Le Verbe: En avril dernier, vous lanciez L’écho des perles, un album qui reprend 11 chansons moins connues de votre répertoire. Pourquoi avoir choisi de revisiter ces titres ?
Corneille : Le défi de chaque album, c’est de savoir ce que j’ai le gout de raconter. Mes textes sont autobiographiques. Je fais du journalisme à ma manière : j’observe ce qui se passe autour de moi et dans le monde et je prends les sujets qui m’interpellent pour en faire une chanson. Or, je me suis rendu compte que le monde est dans une espèce de cycle qui se répète tout le temps, donc tout ce que j’avais envie de dire, je l’avais déjà dit. Je trouvais que les textes étaient bien et n’avaient pas pris une ride – le monde d’il y a 10 ans est malheureusement encore le même aujourd’hui –, donc j’ai décidé de remettre ces morceaux au gout du jour.

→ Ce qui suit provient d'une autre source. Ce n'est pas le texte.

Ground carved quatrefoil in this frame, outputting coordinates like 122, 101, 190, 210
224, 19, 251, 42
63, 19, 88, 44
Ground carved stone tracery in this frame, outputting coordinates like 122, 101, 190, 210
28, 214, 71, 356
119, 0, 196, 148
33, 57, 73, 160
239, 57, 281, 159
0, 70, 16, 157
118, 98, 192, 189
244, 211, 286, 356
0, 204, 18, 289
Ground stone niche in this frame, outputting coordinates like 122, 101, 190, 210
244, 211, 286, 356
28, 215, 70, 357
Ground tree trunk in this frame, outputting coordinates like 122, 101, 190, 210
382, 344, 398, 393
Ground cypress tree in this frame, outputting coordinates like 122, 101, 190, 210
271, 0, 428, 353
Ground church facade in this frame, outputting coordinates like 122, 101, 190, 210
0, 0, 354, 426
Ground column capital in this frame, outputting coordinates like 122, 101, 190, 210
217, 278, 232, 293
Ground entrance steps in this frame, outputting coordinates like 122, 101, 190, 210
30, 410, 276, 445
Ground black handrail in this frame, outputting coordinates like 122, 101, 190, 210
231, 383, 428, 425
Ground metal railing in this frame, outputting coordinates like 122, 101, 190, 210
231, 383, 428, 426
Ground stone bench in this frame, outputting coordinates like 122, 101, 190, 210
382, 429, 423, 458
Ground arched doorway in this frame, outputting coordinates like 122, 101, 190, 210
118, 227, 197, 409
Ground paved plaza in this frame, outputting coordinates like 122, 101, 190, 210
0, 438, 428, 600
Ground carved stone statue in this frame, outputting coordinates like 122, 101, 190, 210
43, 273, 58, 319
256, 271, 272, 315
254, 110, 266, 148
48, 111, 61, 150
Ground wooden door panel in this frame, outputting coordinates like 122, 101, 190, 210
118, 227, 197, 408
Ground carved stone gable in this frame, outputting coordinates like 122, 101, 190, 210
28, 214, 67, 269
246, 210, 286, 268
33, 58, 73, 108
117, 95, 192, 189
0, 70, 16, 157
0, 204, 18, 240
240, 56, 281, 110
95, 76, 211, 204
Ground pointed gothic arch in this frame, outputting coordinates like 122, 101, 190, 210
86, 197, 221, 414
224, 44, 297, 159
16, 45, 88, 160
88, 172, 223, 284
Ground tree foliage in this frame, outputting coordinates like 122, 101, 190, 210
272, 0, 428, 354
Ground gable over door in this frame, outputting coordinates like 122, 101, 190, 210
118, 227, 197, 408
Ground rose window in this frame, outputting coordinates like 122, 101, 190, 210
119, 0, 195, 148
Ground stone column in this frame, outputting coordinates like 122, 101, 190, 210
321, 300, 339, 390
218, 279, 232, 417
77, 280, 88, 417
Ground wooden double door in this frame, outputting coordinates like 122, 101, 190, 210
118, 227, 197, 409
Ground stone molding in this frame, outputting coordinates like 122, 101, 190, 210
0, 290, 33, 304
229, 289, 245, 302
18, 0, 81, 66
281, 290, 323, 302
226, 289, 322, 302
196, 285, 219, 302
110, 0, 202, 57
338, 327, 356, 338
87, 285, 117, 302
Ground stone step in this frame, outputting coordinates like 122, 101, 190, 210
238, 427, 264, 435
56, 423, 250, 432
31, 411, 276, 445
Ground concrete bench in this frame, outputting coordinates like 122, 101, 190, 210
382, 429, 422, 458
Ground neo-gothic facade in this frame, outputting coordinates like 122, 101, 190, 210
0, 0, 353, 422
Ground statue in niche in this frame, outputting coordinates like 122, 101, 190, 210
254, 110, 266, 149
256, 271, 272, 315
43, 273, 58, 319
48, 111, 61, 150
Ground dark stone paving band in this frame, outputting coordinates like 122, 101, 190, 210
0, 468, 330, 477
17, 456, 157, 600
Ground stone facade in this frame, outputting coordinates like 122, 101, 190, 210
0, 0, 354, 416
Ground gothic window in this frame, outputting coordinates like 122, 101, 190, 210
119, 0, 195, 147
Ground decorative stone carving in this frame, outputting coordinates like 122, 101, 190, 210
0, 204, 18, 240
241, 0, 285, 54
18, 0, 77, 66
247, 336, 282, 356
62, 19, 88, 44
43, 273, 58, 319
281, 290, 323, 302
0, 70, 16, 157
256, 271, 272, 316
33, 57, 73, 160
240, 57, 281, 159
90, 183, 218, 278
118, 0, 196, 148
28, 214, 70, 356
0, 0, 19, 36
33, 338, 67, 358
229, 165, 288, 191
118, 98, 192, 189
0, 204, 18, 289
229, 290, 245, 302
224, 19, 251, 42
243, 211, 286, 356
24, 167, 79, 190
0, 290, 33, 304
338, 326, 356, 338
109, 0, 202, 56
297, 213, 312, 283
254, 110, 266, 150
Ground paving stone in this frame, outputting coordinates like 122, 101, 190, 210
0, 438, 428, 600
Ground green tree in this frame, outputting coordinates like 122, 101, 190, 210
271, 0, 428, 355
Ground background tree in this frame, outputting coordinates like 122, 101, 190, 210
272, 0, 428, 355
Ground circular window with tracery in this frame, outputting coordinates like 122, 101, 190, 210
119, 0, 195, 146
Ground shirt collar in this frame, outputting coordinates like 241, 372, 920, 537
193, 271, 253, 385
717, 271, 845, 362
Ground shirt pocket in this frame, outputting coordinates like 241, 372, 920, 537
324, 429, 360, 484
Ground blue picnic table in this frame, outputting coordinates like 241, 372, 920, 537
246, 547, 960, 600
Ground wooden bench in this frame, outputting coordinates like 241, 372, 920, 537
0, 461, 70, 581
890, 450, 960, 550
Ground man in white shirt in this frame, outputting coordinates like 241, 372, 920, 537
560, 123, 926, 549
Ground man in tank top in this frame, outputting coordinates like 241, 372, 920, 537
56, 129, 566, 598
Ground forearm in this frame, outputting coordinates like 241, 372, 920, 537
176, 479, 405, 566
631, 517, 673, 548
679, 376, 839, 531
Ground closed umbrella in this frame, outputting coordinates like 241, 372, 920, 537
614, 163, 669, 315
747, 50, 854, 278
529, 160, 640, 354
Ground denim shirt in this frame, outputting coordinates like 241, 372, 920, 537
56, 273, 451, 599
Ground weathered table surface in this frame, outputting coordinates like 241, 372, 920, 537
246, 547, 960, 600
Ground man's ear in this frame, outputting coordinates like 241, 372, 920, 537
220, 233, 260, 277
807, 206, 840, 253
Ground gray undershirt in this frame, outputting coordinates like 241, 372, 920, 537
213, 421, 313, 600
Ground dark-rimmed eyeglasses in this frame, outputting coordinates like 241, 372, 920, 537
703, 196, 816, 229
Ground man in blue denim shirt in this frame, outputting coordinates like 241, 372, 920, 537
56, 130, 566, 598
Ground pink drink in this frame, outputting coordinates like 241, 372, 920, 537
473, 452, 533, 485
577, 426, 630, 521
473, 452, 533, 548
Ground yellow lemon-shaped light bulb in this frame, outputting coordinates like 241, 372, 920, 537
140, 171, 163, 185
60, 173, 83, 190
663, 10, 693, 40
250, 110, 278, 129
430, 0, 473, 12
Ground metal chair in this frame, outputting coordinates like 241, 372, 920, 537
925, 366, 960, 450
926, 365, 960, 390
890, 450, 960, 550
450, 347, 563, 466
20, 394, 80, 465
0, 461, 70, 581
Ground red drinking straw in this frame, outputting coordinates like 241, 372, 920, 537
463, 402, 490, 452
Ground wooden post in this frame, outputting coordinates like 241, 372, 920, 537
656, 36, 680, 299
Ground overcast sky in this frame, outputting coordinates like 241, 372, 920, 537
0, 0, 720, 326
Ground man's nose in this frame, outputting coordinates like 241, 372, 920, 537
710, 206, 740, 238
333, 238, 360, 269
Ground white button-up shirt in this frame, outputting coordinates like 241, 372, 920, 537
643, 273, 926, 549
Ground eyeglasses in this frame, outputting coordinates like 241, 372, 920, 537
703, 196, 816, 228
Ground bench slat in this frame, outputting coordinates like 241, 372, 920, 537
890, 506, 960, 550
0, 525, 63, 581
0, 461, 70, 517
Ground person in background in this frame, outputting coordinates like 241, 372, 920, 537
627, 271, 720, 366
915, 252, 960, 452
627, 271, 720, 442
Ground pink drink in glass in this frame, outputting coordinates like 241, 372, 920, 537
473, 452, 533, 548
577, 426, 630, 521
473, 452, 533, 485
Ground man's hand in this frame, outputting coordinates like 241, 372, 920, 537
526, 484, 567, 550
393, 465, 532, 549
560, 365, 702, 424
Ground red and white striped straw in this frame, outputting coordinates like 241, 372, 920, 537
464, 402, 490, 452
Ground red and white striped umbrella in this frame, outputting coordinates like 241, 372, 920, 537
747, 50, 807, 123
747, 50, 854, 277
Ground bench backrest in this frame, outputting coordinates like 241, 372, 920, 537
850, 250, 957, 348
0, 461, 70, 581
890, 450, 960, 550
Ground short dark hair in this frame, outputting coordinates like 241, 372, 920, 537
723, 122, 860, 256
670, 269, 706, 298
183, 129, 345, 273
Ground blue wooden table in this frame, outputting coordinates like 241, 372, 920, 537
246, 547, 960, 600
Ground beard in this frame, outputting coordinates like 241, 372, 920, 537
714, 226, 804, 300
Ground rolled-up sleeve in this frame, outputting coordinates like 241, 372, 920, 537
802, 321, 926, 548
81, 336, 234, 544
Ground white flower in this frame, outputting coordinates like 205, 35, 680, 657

Faut-il redouter la fin de votre carrière ?
Non, car j’ai toujours quelque chose à dire, mais je ressens de plus en plus le désir de le dire à travers d’autres voix; c’est pour ça que je suis vraiment investi dans le développement de la relève et que je partage mon regard sur le monde et mes mots avec elle. Je trouve ça plus intéressant que de redire les mêmes choses de la même façon. Être coach à La Voix me permet ça et m’a amené à fonder ma propre maison de disques, où l’on travaille avec de jeunes artistes pour les aider à se développer.
Avez-vous toujours voulu œuvrer dans le milieu de la chanson ?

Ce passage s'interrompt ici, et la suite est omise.